Thursday, November 20, 2008

Algebra 2: Horizontal Shift and Review/STAR Problems


Translation and transformation have continued to prove extremely difficult for my classes. Even my strongest students have been struggling. I'm still trying to work out what is making it so hard to understand (if anyone has insight on this, I'd really love to hear it). I think they are starting to get the hand of it, but for mastery, we'd need at least another full week, and that is time we just don't have - especially for something that is only tangentially in the standards.

I did incorporate the idea of texting in lesson 14, to introduce what I'm calling "translation notation". We're not talking about vectors or anything like that, but I wanted to give them an efficient way to describe the translations and calculate with them. The kids thought it was really funny; I did play it up, calling it "math chisme" (gossip) and pretending I was texting it under my sweatshirt to my friend. You wouldn't want to type out that whole sentence, right?

Anyway, here are the files from this week.

Lesson 12 (Horizontal Shift) Keynote Quicktime
Lesson 13 (Translation and Transformation Practice) No Keynote for this one
Lesson 14 (More Translation and Transformation) Keynote Quicktime

1 comment:

Anonymous said...

It's late for this time through, but...

I start without f(x) notation...

Circles and absolute value are great places to begin.

(x - h)^2 + (y - k)^2 = r^2
As you calculate distance to the point, you subtract. Kids know it.
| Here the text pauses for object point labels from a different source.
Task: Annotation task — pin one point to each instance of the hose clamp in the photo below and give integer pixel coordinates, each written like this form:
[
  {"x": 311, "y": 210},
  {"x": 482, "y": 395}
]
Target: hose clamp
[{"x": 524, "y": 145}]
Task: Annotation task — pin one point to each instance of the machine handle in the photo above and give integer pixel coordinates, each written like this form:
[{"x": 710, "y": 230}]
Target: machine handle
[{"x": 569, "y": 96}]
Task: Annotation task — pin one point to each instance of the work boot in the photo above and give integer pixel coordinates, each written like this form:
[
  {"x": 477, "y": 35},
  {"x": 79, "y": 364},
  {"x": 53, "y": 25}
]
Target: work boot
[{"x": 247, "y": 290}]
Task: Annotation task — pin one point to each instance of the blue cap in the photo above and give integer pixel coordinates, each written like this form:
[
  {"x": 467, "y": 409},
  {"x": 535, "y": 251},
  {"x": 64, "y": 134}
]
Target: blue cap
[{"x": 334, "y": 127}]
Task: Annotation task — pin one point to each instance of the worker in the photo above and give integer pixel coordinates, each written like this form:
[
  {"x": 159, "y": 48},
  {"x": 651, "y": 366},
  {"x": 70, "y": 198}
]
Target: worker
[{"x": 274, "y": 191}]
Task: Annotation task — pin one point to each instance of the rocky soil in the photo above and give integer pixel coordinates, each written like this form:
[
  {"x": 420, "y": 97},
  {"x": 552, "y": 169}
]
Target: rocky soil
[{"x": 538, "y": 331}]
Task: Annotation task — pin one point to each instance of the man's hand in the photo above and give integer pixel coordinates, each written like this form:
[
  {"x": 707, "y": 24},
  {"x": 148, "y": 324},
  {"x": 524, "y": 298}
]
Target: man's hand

I bet even kids not from New York can find the distance from 42nd St to 125th St.

Time playing with circles is time well spent.

Then y = a|x - h| + k
Easy to graph. use y = |x| as reference, then run through, for example

y = 2|x|
y = -|x|
y = ½|x|
y = |x| + 1
y = |x| - 4
y = |x + 2|
y = |x - 3|
Really, more practice is better.
"Discover" the effect of modifying a, h, and k.

and then the hook back to circles:

y - k = a|x - h|

Subtraction is more the normal mode of things.

Then, maybe, y = a[f(x - h)] + k.

But that's fairly abstract notation, and very very hard without a smooth transition.